He has been thinking about sustainability for a long time. “In 1967,” he says, “I founded a research company called Walden Research, a good name for someone in the greater Boston area, to do air pollution research. And it was one of the handful, literally, four or five companies at that time devoted to studying the environment. I stayed there for a while and in 1978 I was appointed by President Carter to run a small resource agency here in New England called the New England River Basins Commission. I ran that until Reagan took office and abolished the agency. I’ve been the executive director of the International Society for Industrial Ecology since it was started in 2001. And then in-between I found time to do some lecturing, a little teaching, but primarily I spent the last five years, in putting a book together, my book, Sustainability by Design.” Ehrenfeld spoke with Michael S. Hopkins, Editor-in-Chief, MIT Sloan Management Review.

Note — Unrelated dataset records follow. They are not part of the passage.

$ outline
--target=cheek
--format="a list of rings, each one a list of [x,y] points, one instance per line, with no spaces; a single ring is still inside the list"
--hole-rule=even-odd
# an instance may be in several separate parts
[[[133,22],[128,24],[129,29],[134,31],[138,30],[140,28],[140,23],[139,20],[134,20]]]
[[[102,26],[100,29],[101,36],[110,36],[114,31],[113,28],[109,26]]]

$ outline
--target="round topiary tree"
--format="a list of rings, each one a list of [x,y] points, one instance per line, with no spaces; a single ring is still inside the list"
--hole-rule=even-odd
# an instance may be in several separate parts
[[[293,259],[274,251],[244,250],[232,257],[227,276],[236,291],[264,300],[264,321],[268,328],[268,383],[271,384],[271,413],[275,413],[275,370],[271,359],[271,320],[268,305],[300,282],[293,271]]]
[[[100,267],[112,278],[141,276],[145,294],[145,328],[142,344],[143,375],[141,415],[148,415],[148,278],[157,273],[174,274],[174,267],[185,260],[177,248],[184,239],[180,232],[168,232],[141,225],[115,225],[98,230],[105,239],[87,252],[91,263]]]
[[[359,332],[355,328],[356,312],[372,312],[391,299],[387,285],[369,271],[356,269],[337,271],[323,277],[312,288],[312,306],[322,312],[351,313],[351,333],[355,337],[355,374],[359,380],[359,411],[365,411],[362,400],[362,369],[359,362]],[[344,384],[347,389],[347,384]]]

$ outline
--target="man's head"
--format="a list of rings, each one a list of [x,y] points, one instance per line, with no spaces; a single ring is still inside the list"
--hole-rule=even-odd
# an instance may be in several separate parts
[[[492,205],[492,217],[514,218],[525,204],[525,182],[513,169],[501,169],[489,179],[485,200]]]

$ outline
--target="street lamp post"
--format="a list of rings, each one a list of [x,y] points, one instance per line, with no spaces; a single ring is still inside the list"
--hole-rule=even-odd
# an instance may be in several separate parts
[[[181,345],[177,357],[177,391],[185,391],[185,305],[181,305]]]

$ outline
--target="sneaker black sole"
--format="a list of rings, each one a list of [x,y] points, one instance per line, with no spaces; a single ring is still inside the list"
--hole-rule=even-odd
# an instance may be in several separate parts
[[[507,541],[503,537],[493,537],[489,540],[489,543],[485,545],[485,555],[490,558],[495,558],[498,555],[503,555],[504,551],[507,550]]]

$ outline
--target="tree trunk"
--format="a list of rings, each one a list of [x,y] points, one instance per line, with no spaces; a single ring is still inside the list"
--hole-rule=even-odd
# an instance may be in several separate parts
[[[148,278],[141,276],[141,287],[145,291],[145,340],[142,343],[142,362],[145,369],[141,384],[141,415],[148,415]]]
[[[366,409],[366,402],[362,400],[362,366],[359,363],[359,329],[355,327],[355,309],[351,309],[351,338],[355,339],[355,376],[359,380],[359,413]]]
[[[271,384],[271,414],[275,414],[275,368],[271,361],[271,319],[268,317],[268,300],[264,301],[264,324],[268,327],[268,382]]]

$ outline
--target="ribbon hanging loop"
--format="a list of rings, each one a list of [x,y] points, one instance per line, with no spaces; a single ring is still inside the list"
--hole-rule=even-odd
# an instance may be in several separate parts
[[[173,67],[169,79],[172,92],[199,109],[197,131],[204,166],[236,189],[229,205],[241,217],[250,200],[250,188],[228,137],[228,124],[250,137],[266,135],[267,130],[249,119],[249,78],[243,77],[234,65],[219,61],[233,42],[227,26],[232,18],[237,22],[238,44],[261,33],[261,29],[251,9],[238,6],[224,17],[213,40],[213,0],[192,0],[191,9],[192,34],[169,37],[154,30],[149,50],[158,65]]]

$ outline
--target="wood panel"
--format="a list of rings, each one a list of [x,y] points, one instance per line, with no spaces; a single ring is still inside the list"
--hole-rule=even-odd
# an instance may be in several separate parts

Let’s start by talking about how you define sustainability and how your ideas differ from those of others.
Economic development is about making things and buying and selling them in the marketplace. A lot of people, when they speak about sustainability, are really talking about sustainable development. I don’t want to sound snide here, but this is something I truly believe—that sustainable development is about making and using things more efficiently. If you look at almost every strategy that has been developed under the rubric of sustainable development, it’s some form of so-called eco-efficiency.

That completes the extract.